How is Denmark’s economy handling inflation and rate rises?

Denmark's economy is now expected to avoid a recession in the coming years, with fewer people losing their jobs than expected, despite high levels of inflation and rising interest rates, The Danish Economic Council has said in a new report.

How is Denmark's economy handling inflation and rate rises?

The council, led by four university economics professors commonly referred to as “the wise men” or vismænd in Denmark, gave a much rosier picture of Denmark’s economy in its spring report, published on Tuesday, than it did in its autumn report last year. 

“We, like many others, are surprised by how employment continues to rise despite inflation and higher interest rates,” the chair or ‘chief wise man’,  Carl-Johan Dalgaard, said in a press release.

“A significant drop in energy prices and a very positive development in exports mean that things have gone better than feared, and as it looks now, the slowdown will therefore be more subdued than we estimated in the autumn.”

In the English summary of its report, the council noted that in the autumn, market expectations were that energy prices would remain at a high level, with “a real concern for energy supply shortages in the winter of 2022/23”.

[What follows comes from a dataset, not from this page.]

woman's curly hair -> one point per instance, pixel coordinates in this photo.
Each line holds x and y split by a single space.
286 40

That the slowdown has been more subdued, it continued was largely due to a significant drop in energy prices compared to the levels seen in late summer 2022, and compared to the market expectations for 2023.  

The council now expects Denmark’s GDP growth to slow to 1 percent in 2023 rather than for the economy to shrink by 0.2 percent, as it predicted in the autumn. 

In 2024, it expects the growth rate to remain the same as in 2003, with another year of 1 percent GDP growth. In its autumn report it expected weaker growth of 0.6 percent in 2024.

What is the outlook for employment? 

In the autumn, the expert group estimated that employment in Denmark would decrease by 100,000 people towards the end of the 2023, with employment in 2024  about 1 percent below the estimated structural level. 

Now, instead, it expects employment will fall by just 50,000 people by 2025.

What does the expert group’s outlook mean for interest rates and government spending? 

Denmark’s finance minister Nikolai Wammen came in for some gentle criticism, with the experts judging that “the 2023 Finance Act, which was adopted in May, should have been tighter”.  The current government’s fiscal policy, it concludes “has not contributed to countering domestic inflationary pressures”. 

The experts expect inflation to stay above 2 percent in 2023 and 2024 and not to fall below 2 percent until 2025. 

If the government decides to follow the council’s advice, the budget in 2024 will have to be at least as tight, if not tighter than that of 2023. 

“Fiscal policy in 2024 should not contribute to increasing demand pressure, rather the opposite,” they write. 

The council also questioned the evidence justifying abolishing the Great Prayer Day holiday, which Denmark’s government has claimed will permanently increase the labour supply by 8,500 full time workers. 

“The council assumes that the abolition of Great Prayer Day will have a short-term positive effect on the labour supply, while there is no evidence of a long-term effect.”